For those unfamiliar with Marcel, he consists of one shell, a googly eye, and two pink shoes. (I’m using “he” here, but Marcel is genderless. There’s been discussion on the subject in various forums.) Marcel’s voice sounds like that of a baby with a slight cold stuck in a shell. He introduces himself in the first video like this: “My name is Marshell and—oh, no, that’s not the first time I’ve done that. My name is Marcel, and I’m partially a shell, as you can see on my body. But I have shoes, and, um, a face. So, I like that about myself. And I like myself.” He’s interviewed in various parts of Slate’s apartment, moving around in stop-motion fashion. He tells us what he uses as a hat (a lentil), a dog (a piece of lint tied to a string), and skis (toenails from a man). People love the talking shell because he’s cute, poignant, silly, unexpected, or whatever adjective you want to attach to him. Most of all, though, Marcel is a hit because he’s not confined to adult humor, or child humor, because he speaks to, as she put it, “people humor.”
Slate and her husband are currently writing the second Marcel book, and she’s just been hired to reboot the Looney Tunes series for Warner Brothers.
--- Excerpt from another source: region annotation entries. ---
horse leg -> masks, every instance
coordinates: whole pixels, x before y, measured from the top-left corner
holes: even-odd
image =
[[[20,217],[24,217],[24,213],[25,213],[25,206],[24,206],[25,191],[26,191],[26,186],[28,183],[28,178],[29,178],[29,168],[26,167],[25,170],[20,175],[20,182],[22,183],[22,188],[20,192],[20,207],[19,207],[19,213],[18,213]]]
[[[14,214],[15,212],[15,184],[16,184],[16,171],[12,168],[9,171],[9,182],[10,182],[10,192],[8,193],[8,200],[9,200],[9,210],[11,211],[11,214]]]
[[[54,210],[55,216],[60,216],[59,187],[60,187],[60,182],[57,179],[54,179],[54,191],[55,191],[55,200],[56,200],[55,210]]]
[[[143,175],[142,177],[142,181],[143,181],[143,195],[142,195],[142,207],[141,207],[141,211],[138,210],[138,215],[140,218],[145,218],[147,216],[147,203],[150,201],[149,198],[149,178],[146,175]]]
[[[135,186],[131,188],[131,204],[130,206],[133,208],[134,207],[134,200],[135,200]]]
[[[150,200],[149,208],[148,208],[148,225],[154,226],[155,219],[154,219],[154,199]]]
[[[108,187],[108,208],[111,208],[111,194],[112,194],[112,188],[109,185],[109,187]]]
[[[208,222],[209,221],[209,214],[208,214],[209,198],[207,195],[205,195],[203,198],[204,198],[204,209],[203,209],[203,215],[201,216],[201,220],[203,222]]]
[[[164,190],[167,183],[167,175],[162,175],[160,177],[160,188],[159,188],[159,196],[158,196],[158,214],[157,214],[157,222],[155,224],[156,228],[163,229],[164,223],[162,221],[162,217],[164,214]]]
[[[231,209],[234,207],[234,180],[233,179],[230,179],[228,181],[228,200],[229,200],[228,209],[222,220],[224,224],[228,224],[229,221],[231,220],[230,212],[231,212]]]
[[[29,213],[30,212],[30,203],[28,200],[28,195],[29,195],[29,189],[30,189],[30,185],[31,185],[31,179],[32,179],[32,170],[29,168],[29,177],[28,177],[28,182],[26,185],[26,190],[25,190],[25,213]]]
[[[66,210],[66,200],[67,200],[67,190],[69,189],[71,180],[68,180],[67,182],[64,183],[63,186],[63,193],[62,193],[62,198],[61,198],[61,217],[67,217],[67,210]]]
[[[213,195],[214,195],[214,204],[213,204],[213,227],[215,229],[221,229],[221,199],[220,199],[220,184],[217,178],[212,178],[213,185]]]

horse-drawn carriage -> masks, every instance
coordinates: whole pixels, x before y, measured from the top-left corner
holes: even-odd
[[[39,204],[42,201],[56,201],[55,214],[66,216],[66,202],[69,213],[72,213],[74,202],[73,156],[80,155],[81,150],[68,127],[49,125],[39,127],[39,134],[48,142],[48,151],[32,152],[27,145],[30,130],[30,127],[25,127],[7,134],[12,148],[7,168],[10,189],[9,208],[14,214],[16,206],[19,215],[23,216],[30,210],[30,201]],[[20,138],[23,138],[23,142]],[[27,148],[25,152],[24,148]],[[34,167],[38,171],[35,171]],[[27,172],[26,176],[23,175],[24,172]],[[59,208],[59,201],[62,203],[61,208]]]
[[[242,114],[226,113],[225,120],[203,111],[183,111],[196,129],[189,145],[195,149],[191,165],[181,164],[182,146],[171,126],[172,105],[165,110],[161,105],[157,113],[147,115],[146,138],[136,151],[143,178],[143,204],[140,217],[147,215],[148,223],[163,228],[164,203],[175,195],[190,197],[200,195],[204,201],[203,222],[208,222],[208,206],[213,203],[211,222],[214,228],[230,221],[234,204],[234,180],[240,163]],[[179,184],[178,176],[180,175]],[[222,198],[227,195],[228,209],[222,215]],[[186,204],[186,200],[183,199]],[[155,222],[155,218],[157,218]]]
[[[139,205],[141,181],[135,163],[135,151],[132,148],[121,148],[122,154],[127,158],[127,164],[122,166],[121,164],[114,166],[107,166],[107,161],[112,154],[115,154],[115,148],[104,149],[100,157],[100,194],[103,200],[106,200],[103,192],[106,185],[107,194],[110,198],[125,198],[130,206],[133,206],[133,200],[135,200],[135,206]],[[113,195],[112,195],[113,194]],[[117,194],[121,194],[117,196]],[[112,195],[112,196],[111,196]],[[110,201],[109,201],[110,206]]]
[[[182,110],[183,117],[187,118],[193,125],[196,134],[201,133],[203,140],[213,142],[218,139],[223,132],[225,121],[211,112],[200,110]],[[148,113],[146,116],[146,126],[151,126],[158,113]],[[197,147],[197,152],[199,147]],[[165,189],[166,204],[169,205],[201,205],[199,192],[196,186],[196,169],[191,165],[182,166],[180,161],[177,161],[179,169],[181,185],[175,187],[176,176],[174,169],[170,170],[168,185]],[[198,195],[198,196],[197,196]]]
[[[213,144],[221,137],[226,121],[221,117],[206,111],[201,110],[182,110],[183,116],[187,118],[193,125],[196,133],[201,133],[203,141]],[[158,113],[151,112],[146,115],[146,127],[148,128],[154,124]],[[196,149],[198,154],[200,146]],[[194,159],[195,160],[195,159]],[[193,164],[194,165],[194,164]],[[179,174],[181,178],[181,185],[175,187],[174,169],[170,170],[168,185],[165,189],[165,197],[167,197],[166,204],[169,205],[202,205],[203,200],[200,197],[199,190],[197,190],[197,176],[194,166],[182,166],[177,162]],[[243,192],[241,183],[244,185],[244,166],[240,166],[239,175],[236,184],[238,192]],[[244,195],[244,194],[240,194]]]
It may be tempting to see the stuff-for-kids as a retreat from the adult comedy world of SNL, but Slate hasn’t abandoned her other roles. She’s doing a monthly stand-up show in LA, and is in the upcoming movie The Longest Week, with Olivia Wilde, Jason Bateman, and Billy Crudup. (She may do well to give advice to Tom Hanks, who dropped the F Bomb last Friday, on Good Morning America.)
Slate’s story is pretty close to a happy ending—or perhaps a happy middle. Her career has moved on, and she has, for the most part, too. “The only fight that I fight on a daily basis is with myself,” she says. “Trying to keep my confidence up, and to stay positive, and to keep my eye on what I really desire—which is to perform in a meaningful way.”